Les Allemands, plutôt que de pilonnage, parlent de Trommelfeuer, de feu roulant. Concrètement, la zone touchée est littéralement rayée de la surface de la terre : une carte IGN du 20 février ne correspond plus du tout à la réalité du 21 au soir.Tous les points de repères ont disparu, annihilés par le bombardement. Les bâtiments sont réduits à leurs fondations, et encore. Les reliefs eux-mêmes sont rasés, les forêts pulvérisées, comme les hommes qui s’y abritent. La terre bouge comme un océan sous la tempête. C’est elle qui tue, d’ailleurs, plus que les obus eux-mêmes. Sous cet orage d’acier, pour reprendre l’image de l’écrivain Ernst Jünger, les hommes sont étouffés, enterrés vivants, recouverts par le sol qui se replie sur eux. Beaucoup meurent ainsi, noyés dans la terre froide. Rares sont ceux qui voient le soldat qui les tue, situé la plupart du temps à des centaines de mètres de là.
Les premiers mois d’une longue bataille
Passé le premier choc, l’offensive allemande est enrayée en quelques jours grâce aux erreurs de l’état-major du Kaiser qui a sous-estimé les difficultés de ses propres troupes à progresser sur ce sol lunaire, où chaque cratère est un piège. Grâce aussi à l’acharnement de ce qui reste des troupes françaises : ici ou là, des combattants hagards, souvent privé de leurs officiers mais sortis par miracle vivants du pilonnage, freinent encore l’avancée d’ennemis surpris de devoir faire face à une quelconque résistance. Le gain de terrain ne dépasse pas quatre kilomètres – autant dire rien au regard des moyens engagés.

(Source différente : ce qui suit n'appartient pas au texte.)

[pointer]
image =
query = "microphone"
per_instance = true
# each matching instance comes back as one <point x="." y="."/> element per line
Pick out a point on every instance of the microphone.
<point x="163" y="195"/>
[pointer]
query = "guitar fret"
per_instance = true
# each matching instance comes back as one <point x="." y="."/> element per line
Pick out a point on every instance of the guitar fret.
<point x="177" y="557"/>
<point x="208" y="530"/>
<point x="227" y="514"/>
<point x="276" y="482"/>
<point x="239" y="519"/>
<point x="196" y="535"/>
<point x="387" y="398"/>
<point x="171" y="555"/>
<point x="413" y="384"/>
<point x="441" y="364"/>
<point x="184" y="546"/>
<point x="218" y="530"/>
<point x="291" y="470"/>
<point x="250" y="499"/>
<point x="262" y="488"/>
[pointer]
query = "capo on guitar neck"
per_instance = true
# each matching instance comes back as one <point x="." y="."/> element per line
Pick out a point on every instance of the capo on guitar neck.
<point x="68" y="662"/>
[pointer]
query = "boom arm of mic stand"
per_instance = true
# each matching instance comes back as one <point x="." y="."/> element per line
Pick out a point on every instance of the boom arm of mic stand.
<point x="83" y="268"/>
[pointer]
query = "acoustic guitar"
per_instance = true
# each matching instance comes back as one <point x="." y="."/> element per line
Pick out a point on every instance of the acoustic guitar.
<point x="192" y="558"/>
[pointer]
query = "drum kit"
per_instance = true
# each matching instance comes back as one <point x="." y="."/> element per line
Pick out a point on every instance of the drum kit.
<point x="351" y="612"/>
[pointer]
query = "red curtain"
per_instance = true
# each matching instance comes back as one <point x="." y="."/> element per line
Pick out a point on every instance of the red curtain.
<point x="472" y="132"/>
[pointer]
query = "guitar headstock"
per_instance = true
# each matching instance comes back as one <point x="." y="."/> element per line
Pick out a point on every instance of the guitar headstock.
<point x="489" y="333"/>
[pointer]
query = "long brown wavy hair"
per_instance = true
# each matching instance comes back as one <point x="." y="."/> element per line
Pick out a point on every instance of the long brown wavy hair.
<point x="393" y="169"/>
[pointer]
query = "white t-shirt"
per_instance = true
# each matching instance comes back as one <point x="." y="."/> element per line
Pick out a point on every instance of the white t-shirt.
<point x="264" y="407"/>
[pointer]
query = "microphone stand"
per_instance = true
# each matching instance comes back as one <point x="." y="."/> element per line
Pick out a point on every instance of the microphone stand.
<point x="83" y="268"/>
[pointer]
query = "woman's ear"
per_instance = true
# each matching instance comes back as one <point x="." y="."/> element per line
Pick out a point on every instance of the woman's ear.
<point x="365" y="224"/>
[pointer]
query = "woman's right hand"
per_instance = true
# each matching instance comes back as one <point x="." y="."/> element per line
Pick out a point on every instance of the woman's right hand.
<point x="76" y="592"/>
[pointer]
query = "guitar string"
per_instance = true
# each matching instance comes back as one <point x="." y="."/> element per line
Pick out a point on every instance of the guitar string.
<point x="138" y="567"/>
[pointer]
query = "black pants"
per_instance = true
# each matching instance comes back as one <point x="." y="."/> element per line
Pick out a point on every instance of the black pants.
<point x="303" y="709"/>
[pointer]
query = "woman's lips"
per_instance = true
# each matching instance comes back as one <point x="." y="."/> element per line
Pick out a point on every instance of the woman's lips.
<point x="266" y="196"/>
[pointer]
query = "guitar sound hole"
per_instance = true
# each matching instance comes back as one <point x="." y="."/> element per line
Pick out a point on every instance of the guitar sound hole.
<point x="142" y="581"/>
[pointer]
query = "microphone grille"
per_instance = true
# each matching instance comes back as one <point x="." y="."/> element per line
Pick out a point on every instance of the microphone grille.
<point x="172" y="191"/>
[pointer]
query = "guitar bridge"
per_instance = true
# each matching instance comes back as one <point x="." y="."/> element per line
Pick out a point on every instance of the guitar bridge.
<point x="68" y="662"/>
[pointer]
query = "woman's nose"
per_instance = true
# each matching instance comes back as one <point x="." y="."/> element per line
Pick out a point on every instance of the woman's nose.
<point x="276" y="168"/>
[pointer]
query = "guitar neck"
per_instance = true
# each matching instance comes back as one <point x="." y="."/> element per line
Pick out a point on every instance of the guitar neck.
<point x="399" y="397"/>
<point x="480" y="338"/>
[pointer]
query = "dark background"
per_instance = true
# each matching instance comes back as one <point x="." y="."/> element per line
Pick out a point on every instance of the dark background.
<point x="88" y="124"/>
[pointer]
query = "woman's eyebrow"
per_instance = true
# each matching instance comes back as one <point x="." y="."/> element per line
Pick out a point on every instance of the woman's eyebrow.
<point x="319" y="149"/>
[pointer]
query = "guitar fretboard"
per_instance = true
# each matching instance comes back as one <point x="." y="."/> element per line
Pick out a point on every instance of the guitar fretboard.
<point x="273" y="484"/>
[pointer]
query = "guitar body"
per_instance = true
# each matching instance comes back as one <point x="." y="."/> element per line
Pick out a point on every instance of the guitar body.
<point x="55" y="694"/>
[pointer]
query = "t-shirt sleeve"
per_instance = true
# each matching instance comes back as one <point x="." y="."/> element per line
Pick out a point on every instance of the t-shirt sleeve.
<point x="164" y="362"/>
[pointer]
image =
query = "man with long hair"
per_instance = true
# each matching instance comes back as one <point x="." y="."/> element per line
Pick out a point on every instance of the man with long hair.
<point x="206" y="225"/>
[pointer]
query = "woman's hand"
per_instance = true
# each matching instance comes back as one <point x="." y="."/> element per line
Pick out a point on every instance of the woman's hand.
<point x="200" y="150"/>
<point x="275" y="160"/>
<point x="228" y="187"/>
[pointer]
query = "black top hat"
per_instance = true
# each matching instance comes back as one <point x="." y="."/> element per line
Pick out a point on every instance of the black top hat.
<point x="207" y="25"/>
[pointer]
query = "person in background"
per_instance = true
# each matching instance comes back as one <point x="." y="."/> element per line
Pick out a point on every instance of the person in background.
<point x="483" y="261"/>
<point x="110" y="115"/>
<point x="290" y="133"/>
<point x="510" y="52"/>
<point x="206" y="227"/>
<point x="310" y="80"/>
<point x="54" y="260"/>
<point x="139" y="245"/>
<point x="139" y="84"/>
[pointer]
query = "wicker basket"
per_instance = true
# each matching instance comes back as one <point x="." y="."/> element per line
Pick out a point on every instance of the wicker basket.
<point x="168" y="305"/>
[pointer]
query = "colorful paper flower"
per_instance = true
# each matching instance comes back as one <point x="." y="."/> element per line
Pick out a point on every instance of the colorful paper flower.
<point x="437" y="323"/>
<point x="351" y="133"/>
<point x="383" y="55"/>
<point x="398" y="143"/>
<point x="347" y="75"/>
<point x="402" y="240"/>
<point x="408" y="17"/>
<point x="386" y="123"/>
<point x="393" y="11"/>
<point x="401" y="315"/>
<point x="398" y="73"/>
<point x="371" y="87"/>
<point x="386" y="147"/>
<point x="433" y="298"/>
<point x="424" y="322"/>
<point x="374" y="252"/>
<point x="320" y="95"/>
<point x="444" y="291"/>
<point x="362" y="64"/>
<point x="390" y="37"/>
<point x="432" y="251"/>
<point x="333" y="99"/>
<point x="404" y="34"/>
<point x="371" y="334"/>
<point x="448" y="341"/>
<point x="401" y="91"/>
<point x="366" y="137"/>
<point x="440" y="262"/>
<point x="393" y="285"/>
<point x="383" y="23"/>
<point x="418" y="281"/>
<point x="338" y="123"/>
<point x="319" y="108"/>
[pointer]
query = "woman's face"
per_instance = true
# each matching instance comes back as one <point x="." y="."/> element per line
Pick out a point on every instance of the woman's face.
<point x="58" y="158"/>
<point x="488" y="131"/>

Le général Pétain, arrivé en renfort avec la IIe armée, solidifie la défense de Verdun le long des rives de la Meuse – il saura jouer en 1940 de ce souvenir collectif. Misant sur un système de relève continue pour éviter d’épuiser les hommes des premières lignes, il fait tourner les troupes de sorte à ce qu’un poilu ne passe pas plus de 4 ou 5 jours de suite au front. En juillet 1916, 70 des 95 divisions françaises sont passées par Verdun - un million et demi d’hommes. En face, les Allemands ne sont pas relevés mais simplement renforcées et remplacées au gré des pertes, terribles de leur côté comme du côté français.
Pétain rassemble aussi l’artillerie pour répondre aux canons allemands qui restent pourtant supérieurs en nombre ; pour la première fois, il exploite réellement à plein l’arme aérienne : observations, surveillance, combats contre la chasse allemande : le ciel de Verdun est petit à petit « nettoyé » par l’aviation française. Avant son remplacement en mai par Nivelle, Pétain repense surtout la logistique et organise un axe de ravitaillement resté célèbre, la « Voie sacrée* ». Sorte de longue courroie aménagée et élargie le long de la voie ferrée, elle rend possible le passage d’un camion toutes les quinze secondes dans chaque sens - un rythme ahurissant. Nourriture, armement, troupes, munitions**, courrier… Rien ne doit interrompre le flux : tout véhicule en panne est poussé au fossé dans l'instant qui suit. Tout est organisé pour jeter le plus d’hommes et de matériel possible dans la fournaise de Verdun.
Coups de boutoir
Comparé au déluge d’obus des premiers jours, les mois suivants s’apparenteraient presque à une bruine incessante et meurtrière, entrecoupée de violents orages. L’armée allemande tente plusieurs coups de boutoirs d’une extrême violence, dans l’idée de s’emparer de hauteurs déterminantes pour pouvoir écraser d’obus les troupes en contrebas.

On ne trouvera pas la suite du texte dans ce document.